Funny how things work.  We’d been going back and forth for weeks trying to arrange a day when I could accompany Juliann on her colony feeding rounds and had finally settled on Saturday, February 18.  What made it so fitting was that in addition to her feeding duties, Juliann would also be releasing Mr. Black back to his harem and home.  Mr. Black was a Street Kitty Fund recipient who was pulled a few weeks back after caretakers noticed a large abscess on his neck. Now treated, fully recovered and ready to cat around again, I’d be there to witness his homecoming.

The area where Juliann and her two other colleagues, Emily (who pioneeered the route) and Jessica, is called Penn North.

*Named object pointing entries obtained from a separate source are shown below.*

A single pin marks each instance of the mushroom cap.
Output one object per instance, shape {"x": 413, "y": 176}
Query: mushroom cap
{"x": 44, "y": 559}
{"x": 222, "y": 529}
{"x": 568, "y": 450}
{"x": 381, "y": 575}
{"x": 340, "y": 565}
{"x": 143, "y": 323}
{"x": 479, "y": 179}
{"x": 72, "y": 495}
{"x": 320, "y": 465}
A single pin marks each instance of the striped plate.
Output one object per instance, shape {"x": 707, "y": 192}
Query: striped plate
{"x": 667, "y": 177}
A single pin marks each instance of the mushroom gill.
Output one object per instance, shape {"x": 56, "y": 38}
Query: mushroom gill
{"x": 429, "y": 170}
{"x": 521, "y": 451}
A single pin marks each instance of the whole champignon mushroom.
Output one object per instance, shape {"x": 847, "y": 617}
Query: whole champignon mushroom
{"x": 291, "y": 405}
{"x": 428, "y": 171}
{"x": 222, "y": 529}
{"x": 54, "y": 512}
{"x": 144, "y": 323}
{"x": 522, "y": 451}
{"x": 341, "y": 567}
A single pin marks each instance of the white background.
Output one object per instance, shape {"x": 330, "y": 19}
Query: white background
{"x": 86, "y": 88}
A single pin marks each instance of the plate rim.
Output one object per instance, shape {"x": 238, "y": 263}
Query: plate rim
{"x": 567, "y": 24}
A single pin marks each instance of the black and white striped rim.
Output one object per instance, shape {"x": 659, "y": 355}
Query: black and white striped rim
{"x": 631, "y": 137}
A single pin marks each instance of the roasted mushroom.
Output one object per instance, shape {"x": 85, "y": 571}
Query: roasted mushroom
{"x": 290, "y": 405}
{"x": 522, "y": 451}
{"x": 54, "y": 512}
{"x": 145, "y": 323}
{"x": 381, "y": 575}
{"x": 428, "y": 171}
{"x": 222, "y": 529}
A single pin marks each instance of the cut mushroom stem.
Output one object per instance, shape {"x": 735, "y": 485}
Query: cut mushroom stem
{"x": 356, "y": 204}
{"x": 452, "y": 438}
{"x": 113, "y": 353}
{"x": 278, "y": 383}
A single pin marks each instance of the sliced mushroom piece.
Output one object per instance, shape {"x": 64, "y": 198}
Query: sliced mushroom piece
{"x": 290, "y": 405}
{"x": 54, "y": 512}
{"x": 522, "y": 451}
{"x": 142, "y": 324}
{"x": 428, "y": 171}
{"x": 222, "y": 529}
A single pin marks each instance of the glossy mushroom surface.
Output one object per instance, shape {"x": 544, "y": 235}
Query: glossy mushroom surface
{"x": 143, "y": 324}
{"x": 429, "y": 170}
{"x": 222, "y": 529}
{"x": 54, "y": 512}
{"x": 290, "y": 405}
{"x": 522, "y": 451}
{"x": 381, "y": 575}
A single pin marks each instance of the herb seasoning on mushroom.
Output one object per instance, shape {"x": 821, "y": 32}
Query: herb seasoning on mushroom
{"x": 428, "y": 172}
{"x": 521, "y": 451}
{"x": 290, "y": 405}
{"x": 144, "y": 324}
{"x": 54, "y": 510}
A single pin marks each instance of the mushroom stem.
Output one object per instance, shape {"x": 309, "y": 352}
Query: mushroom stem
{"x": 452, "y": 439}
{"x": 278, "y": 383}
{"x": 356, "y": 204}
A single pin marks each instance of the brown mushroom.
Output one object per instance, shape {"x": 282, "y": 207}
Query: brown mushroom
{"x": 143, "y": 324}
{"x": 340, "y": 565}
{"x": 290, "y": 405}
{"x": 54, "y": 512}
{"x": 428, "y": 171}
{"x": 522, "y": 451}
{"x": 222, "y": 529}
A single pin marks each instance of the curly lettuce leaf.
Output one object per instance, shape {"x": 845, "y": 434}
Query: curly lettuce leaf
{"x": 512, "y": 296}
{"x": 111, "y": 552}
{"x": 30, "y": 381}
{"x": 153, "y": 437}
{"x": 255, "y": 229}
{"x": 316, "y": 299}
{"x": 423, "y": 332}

For those who aren’t familiar with Baltimore it was the epicenter of the 2015 riots in the wake of Freddie Gray’s death.  In fact, one of our stops would be behind the CVS that was featured burning on national news, along with various alleys in a 10-12 block radius.  An area where the number one business is drugs.

So here we were on a sunny (thankfully) Saturday afternoon – Juliann, Mr. Black and I – headed to the open-air drug markets to feed the cats that call that corner of Baltimore home. I learned on the way down that Juliann often tells the dealers in advance that a guest is coming, although a second female doesn’t ordinarily set off alarms.

Our first stop was a vacant lot that was literally knee deep in garbage.  Juliann had already prepared all the trays, so I followed her lead and tried to watch 360 degrees for anything that moved and ….. wasn’t a cat. 

She’s got the procedure down to a science and we were quickly on our way to stop #2 and stop #3.  On this one, we had company.  A couple guys were seated, standing, doing I’m not sure what, but Juliann plowed ahead.  After leaving the food and water, I headed back to the car, when Juliann told me, “Wait here, I want to give them something.”  Knowing that addicts crave sugar, I later asked, “Did you give them candy?”  “No, I want them to have something healthy, so I always carry granola bars. People who suffer from addiction have to eat, too.”

We were closing up the trunk on stop #4 when an older man approached.  “Do you have any cat food you could give me?  My wife died a year ago, but I have her cat and I really need food.”  Juliann pulled out an armload of food and gave to the man saying, “If you can’t take care of that cat, don’t put it out on the street.  You’ve got my number; you call me if you need help.” 

Apparently, most of Penn North has Juliann’s number and it’s come in handy when cats have gone missing or new ones have shown up.  Earlier this summer, someone found kittens at one of her sites and was selling them for $5 on the street.  Juliann got a call and with the help of a local drug dealer was able to rescue one of them.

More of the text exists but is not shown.